Hardigan lived with Palestinians and other foreign activists during his time in Palestine, experiencing first-hand what it is to live under occupation
"It was amazing to me how all-pervasive the occupation seemed to be. How many random people had I met, who had had their lives irrevocably, some tragically, altered by it? The previous time I had taken a taxi, the driver, Aziz, told me the police had fined him 40,000 shekels and kept him under house arrest for one-and-a-half years, depriving him of his livelihood." Another gentleman, Marwan, "had shown me his deformed hands, which had been broken by soldiers during the First Intifada and which made it difficult for him to find work."
Hardigan lived with Palestinians and other foreign activists during his time in Palestine, experiencing first hand what it is to live under occupation. The heat of summer, the fear of attack at any time, the violence, the suffering, the deaths of the innocent and the grieving of their loved ones, are all brought home to the reader.
He was concerned for his own safety, even though he was doing nothing more threatening than taking photographs. "I knew that soldiers sometime shot and even killed protestors who were not engaging in any behaviour that in any way could be construed as violent, as they had done during the protest at Ofer prison just months earlier.
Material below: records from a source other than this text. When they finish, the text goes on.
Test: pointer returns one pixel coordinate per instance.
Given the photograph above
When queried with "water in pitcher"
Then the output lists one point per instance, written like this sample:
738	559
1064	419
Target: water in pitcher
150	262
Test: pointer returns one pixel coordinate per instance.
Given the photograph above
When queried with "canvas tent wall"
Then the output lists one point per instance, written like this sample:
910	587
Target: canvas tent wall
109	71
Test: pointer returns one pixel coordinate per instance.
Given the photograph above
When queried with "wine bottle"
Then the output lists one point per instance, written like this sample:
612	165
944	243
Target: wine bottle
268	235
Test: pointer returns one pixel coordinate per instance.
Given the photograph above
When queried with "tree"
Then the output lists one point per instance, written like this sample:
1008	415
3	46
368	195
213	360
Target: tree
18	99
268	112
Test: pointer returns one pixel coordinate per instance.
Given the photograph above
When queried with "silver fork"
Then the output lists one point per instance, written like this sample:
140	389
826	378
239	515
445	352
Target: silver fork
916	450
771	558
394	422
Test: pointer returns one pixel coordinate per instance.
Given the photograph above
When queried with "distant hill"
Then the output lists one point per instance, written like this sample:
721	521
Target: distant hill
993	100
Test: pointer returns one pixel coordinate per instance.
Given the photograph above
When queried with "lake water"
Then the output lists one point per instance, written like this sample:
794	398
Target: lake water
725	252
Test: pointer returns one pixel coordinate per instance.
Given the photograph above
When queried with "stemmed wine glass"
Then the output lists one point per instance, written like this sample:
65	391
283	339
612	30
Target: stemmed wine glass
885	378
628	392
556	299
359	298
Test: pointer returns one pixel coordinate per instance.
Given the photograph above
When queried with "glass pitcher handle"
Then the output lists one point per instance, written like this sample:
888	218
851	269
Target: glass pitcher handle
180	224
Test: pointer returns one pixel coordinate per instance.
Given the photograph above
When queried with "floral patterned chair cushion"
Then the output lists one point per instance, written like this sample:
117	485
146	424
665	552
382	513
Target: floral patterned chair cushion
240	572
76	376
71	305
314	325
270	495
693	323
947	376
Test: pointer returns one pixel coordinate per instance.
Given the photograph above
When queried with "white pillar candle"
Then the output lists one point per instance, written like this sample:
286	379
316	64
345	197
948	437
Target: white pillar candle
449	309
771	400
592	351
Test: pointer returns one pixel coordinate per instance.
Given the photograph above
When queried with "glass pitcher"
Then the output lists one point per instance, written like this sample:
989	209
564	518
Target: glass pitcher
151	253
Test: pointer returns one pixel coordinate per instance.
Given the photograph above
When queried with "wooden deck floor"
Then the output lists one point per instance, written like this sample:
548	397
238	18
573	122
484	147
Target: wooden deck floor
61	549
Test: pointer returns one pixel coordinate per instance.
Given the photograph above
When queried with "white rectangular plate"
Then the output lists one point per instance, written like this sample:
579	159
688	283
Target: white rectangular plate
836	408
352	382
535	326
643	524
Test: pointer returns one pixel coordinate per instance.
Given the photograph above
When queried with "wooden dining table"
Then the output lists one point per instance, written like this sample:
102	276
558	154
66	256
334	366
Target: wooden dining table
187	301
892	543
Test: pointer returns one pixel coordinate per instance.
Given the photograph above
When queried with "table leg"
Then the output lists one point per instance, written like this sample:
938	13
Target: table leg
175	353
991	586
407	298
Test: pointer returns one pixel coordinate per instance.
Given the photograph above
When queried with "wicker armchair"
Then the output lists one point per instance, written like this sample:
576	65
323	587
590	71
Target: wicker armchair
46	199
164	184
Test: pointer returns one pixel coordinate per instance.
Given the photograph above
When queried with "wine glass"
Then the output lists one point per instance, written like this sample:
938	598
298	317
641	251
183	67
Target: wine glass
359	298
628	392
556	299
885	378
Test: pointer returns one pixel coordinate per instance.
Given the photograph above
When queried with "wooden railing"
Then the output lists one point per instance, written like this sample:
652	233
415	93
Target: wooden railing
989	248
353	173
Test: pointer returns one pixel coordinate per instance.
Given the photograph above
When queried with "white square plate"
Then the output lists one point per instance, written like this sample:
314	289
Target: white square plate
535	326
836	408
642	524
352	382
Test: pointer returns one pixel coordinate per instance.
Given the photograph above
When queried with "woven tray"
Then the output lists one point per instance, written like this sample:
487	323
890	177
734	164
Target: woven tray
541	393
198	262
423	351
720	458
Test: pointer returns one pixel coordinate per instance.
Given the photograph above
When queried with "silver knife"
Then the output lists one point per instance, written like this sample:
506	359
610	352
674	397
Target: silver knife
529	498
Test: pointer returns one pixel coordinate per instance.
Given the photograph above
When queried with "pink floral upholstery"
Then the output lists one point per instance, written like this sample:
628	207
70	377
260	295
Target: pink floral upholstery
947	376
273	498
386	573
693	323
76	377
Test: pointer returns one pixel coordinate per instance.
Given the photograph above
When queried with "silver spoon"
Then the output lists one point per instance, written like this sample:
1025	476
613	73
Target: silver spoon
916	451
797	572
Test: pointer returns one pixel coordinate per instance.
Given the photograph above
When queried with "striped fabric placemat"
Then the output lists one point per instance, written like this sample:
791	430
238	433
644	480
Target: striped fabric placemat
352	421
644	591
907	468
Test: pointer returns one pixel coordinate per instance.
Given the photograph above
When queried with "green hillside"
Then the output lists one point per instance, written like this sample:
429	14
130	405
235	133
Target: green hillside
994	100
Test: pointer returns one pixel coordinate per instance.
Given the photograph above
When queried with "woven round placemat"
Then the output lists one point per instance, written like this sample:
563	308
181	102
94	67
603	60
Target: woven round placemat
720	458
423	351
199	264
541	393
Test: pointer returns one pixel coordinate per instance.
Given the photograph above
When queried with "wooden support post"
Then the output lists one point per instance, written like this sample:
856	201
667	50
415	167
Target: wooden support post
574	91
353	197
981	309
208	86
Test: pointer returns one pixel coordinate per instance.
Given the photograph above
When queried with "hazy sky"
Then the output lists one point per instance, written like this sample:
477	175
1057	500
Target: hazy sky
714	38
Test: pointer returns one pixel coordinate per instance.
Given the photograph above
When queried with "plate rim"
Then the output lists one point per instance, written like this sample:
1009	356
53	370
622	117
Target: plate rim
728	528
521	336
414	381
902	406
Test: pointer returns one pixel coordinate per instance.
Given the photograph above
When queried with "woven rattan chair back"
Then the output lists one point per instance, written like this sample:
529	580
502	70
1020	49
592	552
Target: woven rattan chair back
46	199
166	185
That incident had been captured on video and captured international attention for a short time."
Juxtaposed with these harrowing accounts, one clearly sees the determination and the resilience of the Palestinians. In one example of many, Hardigan reports being notified of a political prisoner who was being released. The excitement surrounding his release was not dimmed by the daily horrors of the occupation; over one hundred people gathered to celebrate his homecoming.During the author's time there, three Israeli teenagers, living illegally in West Bank settlements, were kidnapped and murdered. Although Israeli authorities quickly learned that the three were dead, this information was withheld from the public to give authorities an excuse to perform house-to-house searches, and arrest hundreds of people.
Shortly thereafter, a Palestinian youth was kidnapped and burned alive, as retribution for the earlier deaths.
Another episode, not uncommon, is described, in which 15 soldiers, at midnight, entered the home of Nadeem Suleiman, demanding to be told where his guns were. The man was a school teacher; he had no guns. "The soldiers blinded and handcuffed Nadeem's twenty-year-old son and took him outside for an interrogation that lasted three hours."
They herded the rest of the family, including an eight-month-old baby and several other children, into the living room. Again they asked Nadeem about his guns.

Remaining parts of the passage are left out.